Not so sexy looking next to an old iMac keyboard.

Apple has again applied their mastery of the un-boxing experience with the Magic Trackpad. You simply open the box and the trackpad is right there for you. There is a sticker on the trackpad wrapper itself reminding users that they need Snow Leopard and the Apple Magic Trackpad Software Update to use the device. Since this device was meant to complement the new line of iMac’s, owners of older iMac models will find that the driver for the Magic Trackpad will not show up automatically in Software Update. Download it here instead.

Once the setup process was complete, using the trackpad was an easy but jarring experience. While recent generation Macbook and Macbook Pro users will quickly become accustom to the gestures concept, iMac and Mac Pro owners will probably keep a mouse nearby at least until they get used to the trackpad. Even as I was editing the photos for this post I found myself quickly reverting to my Magic Mouse as I am still learning to integrate the Magic Trackpad into my workflow.

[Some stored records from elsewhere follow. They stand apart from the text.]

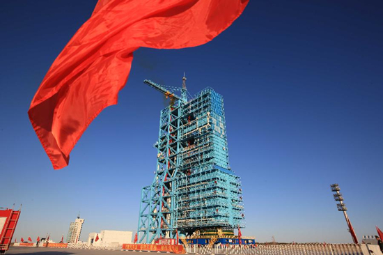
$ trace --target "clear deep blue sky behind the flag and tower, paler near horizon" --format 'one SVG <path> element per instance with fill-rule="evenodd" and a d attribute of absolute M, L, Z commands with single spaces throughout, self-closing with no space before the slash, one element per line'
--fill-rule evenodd
<path fill-rule="evenodd" d="M 255 1 L 189 49 L 141 48 L 118 105 L 102 111 L 54 171 L 27 110 L 95 0 L 0 1 L 0 206 L 23 204 L 15 238 L 81 240 L 136 231 L 153 180 L 162 95 L 143 84 L 224 95 L 230 165 L 260 242 L 352 242 L 329 190 L 339 183 L 359 238 L 383 229 L 383 2 Z"/>

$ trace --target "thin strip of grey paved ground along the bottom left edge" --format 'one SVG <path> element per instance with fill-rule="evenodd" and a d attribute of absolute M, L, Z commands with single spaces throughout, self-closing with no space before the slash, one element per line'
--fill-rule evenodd
<path fill-rule="evenodd" d="M 151 252 L 152 254 L 154 252 Z M 32 255 L 141 255 L 148 252 L 122 252 L 122 251 L 107 251 L 97 249 L 68 249 L 68 248 L 43 248 L 43 247 L 13 247 L 11 246 L 6 254 L 32 254 Z M 154 254 L 153 254 L 154 255 Z"/>

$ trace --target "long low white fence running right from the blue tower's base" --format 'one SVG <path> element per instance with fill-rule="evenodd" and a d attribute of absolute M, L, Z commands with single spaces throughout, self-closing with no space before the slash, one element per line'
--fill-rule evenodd
<path fill-rule="evenodd" d="M 257 247 L 213 245 L 212 247 L 186 247 L 189 254 L 242 254 L 242 255 L 363 255 L 360 245 L 257 245 Z M 367 254 L 368 255 L 368 254 Z"/>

Another thing to keep in mind is that the Magic Trackpad was designed to complement the Apple Wireless Keyboard. Owners of older Apple keyboards will find that the angle of the Magic Trackpad is different and that putting the trackpad next to a full sized keyboard might alter the way you setup your desktop environment. While this should not deter purchasing this device, it’s good to keep in mind if you have a smaller desk like myself.

Scrolling with inertia is nowhere near as smooth as it is on the Magic Mouse. The Magic Trackpad will truly come alive when a 3rd party creates software similar to SideTrack that is able to take the device beyond the OEM defaults.

Getting used to the Magic Trackpad will take some time and patience. Since nobody has had more than a few days to use this device, only time will tell if it’s a game changer or yet another Apple device that takes control of our wallets.